Lateral Internal Sphincterotomy (LIS)
A small, controlled cut in the lower portion of the internal sphincter to permanently reduce resting pressure. This is the surgical gold standard for chronic fissures: very high cure rates (>90%), short recovery, performed as a day-case procedure under general or local anaesthesia. The trade-off is a small risk of long-term changes in continence — usually involving gas or occasional staining rather than solid stool — and selecting the right candidate is important.
Anal advancement flap
For patients in whom sphincterotomy carries higher risk (women after multiple childbirths, those with existing continence concerns), an advancement flap covers the fissure with healthy tissue while preserving the sphincter. Less common but a reasonable option in selected cases.
Sealing the tunnel.
Anal fistulas almost always need surgical treatment. The right operation depends on the fistula's anatomy — how high it is, how much sphincter it crosses, whether it's branched, whether there are underlying conditions like Crohn's disease. MRI is often used to map the tract before surgery.
Fistulotomy
The classic operation for a simple, low fistula: the tract is opened ("laid open") and allowed to heal from the inside out. Excellent cure rates for the right anatomy. Not used when too much sphincter would have to be divided, because of the continence risk.
Seton placement
A soft thread is threaded through the fistula. There are two broad uses: a loose draining seton keeps the tract open so it cannot abscess, calming inflammation before definitive surgery; a cutting seton is gradually tightened to slowly divide the sphincter, allowing healing behind it. Setons are often a long-term measure in complex disease.
LIFT (Ligation of Intersphincteric Fistula Tract)
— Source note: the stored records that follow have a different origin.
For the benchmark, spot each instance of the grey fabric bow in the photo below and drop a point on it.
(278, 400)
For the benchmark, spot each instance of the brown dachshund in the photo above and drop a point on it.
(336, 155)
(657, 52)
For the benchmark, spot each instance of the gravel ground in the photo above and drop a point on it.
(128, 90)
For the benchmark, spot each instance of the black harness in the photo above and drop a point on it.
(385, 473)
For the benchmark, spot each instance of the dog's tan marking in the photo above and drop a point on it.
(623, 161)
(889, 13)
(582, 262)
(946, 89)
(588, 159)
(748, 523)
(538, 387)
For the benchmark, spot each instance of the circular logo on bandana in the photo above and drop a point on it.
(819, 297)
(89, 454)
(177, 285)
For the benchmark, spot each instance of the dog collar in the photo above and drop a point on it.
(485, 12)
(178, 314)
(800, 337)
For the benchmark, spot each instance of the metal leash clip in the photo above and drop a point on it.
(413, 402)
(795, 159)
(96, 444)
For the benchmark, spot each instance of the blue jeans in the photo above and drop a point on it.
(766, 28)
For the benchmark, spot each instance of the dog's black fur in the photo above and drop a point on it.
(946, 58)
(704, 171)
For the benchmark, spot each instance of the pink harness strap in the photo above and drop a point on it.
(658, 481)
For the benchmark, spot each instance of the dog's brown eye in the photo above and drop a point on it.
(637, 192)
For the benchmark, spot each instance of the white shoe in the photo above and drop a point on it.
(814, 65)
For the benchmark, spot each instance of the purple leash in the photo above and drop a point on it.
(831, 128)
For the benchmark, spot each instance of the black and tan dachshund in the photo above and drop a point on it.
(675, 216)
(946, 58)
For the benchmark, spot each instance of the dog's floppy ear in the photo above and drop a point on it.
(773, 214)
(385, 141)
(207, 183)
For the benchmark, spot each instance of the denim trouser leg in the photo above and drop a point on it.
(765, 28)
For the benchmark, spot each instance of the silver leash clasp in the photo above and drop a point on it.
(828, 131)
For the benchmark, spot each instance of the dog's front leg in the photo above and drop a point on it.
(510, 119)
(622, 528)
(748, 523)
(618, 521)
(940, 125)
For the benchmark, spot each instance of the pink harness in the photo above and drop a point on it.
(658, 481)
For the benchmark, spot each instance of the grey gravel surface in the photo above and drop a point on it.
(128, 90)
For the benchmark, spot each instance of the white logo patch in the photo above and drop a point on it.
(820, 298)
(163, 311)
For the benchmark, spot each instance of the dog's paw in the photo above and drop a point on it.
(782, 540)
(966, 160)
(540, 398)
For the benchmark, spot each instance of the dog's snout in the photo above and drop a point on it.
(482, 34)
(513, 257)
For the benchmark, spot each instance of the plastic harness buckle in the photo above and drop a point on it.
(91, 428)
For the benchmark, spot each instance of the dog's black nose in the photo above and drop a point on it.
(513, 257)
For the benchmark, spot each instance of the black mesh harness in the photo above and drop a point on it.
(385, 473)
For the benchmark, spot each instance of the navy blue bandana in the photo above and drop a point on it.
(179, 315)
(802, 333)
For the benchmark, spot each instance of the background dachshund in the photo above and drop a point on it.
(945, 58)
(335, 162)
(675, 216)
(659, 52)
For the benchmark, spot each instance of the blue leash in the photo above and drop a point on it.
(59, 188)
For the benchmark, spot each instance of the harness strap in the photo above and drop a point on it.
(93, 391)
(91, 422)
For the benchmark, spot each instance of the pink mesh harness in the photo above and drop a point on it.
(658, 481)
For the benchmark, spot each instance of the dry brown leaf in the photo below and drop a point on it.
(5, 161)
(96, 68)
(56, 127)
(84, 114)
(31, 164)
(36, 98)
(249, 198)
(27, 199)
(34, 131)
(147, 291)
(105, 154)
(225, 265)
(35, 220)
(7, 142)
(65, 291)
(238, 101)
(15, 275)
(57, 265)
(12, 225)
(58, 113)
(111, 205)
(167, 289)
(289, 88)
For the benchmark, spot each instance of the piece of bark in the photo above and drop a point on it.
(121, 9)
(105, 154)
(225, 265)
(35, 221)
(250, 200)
A sphincter-preserving operation in which the tract is identified between the internal and external sphincters, then ligated and divided. Good results for transsphincteric fistulas without dividing significant sphincter muscle.
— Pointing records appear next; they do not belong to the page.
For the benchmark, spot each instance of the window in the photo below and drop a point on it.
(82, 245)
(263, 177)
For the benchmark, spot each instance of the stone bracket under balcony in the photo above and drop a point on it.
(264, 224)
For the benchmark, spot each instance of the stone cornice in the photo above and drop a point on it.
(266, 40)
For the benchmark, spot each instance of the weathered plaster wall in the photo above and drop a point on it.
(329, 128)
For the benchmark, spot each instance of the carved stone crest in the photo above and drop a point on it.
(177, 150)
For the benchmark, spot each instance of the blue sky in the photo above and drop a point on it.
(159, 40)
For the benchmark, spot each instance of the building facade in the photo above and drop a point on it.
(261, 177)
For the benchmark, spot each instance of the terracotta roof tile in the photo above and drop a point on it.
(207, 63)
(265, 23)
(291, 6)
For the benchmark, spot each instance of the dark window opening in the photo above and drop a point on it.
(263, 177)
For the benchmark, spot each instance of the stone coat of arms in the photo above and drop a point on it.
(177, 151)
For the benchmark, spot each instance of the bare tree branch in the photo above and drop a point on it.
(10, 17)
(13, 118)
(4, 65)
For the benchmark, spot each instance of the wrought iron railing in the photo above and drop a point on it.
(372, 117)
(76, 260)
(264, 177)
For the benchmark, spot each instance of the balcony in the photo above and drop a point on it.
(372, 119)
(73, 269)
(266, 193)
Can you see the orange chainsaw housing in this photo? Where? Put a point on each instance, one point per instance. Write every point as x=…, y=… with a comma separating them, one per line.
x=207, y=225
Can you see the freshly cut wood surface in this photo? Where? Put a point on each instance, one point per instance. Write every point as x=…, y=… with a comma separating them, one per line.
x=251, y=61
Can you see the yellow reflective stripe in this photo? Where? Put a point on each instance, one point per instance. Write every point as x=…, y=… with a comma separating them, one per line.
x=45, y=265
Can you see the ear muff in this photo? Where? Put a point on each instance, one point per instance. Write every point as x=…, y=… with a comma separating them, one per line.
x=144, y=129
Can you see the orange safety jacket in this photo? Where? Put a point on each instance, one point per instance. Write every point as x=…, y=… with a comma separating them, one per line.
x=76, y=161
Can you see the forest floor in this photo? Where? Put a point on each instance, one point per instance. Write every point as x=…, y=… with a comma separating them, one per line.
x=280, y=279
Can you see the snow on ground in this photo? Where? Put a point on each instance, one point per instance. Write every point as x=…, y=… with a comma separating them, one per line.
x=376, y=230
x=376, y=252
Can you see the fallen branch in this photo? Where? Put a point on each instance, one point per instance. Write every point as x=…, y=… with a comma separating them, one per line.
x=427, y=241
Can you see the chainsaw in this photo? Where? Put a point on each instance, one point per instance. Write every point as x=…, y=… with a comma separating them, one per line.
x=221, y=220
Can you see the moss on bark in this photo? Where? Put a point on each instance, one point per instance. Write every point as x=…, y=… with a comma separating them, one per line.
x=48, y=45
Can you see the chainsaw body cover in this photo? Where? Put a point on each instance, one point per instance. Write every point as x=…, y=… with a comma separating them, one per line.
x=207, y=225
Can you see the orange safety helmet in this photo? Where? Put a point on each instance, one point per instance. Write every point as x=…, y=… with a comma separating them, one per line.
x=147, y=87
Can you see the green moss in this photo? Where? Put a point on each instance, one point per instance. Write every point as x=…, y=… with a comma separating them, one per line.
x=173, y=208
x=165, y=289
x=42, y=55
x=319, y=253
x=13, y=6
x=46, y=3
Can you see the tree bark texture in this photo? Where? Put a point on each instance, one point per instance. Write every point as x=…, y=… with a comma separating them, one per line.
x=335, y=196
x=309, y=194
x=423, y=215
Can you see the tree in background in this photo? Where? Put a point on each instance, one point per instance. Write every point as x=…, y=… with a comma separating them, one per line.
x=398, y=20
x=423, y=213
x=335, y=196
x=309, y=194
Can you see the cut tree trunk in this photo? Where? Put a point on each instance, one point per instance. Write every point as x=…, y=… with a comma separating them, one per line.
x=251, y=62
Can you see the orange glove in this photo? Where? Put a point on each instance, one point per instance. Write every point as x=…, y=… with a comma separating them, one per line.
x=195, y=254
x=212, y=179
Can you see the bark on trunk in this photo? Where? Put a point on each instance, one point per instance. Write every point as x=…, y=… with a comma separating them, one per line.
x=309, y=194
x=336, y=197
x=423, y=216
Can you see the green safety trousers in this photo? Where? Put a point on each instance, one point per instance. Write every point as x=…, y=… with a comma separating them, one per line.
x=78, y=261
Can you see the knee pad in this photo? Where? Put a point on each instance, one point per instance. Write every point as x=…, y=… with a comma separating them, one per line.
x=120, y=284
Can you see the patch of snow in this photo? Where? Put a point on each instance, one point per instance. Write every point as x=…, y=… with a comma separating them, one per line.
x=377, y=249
Endorectal advancement flap
The internal opening is covered with a flap of healthy rectal tissue, sealing it from the inside. Sphincter-preserving; cure rates vary depending on selection.
Newer and minimally invasive techniques
- VAAFT (Video-Assisted Anal Fistula Treatment) — a tiny camera visualises the tract from the inside, allowing it to be identified and obliterated.
- Fibrin glue / fistula plugs — biological materials filling the tract; appealing for low morbidity, though success rates are inconsistent.
- FiLaC (laser closure) — laser energy used to seal the tract.
- Stem cell therapy — particularly studied in Crohn's-related fistulas, with promising trial data.
Trade-offs are real: the most reliable techniques carry the highest continence risk, while the most muscle-sparing techniques have higher recurrence rates. The choice belongs in a careful conversation with an experienced colorectal surgeon.
What to expect afterwards.
Recovery from anorectal surgery is uncomfortable but, for most procedures, briefer than people fear.
Common expectations
- Pain that is real but controllable, peaking in the first few days and easing significantly within 1–2 weeks.
- Some bleeding and discharge for several days as the wound heals from inside out.
- The first bowel movements are often dreaded; stool softeners, sitz baths, and pain relief make them manageable.
- Most people return to office work in 1–2 weeks, physical work in 3–4 weeks, depending on the procedure.
- Wounds may take 6–8 weeks (sometimes longer for fistulas) to fully heal.
What helps recovery
- Daily sitz baths and gentle perineal hygiene.
- Continuing stool softeners and high-fibre intake to keep stools soft.
- Walking — light movement reduces stiffness and supports healing.
- Avoiding heavy lifting, strenuous exercise, and prolonged sitting until your surgeon clears it.
- Following up — even when you feel fine — so any concerns are caught early.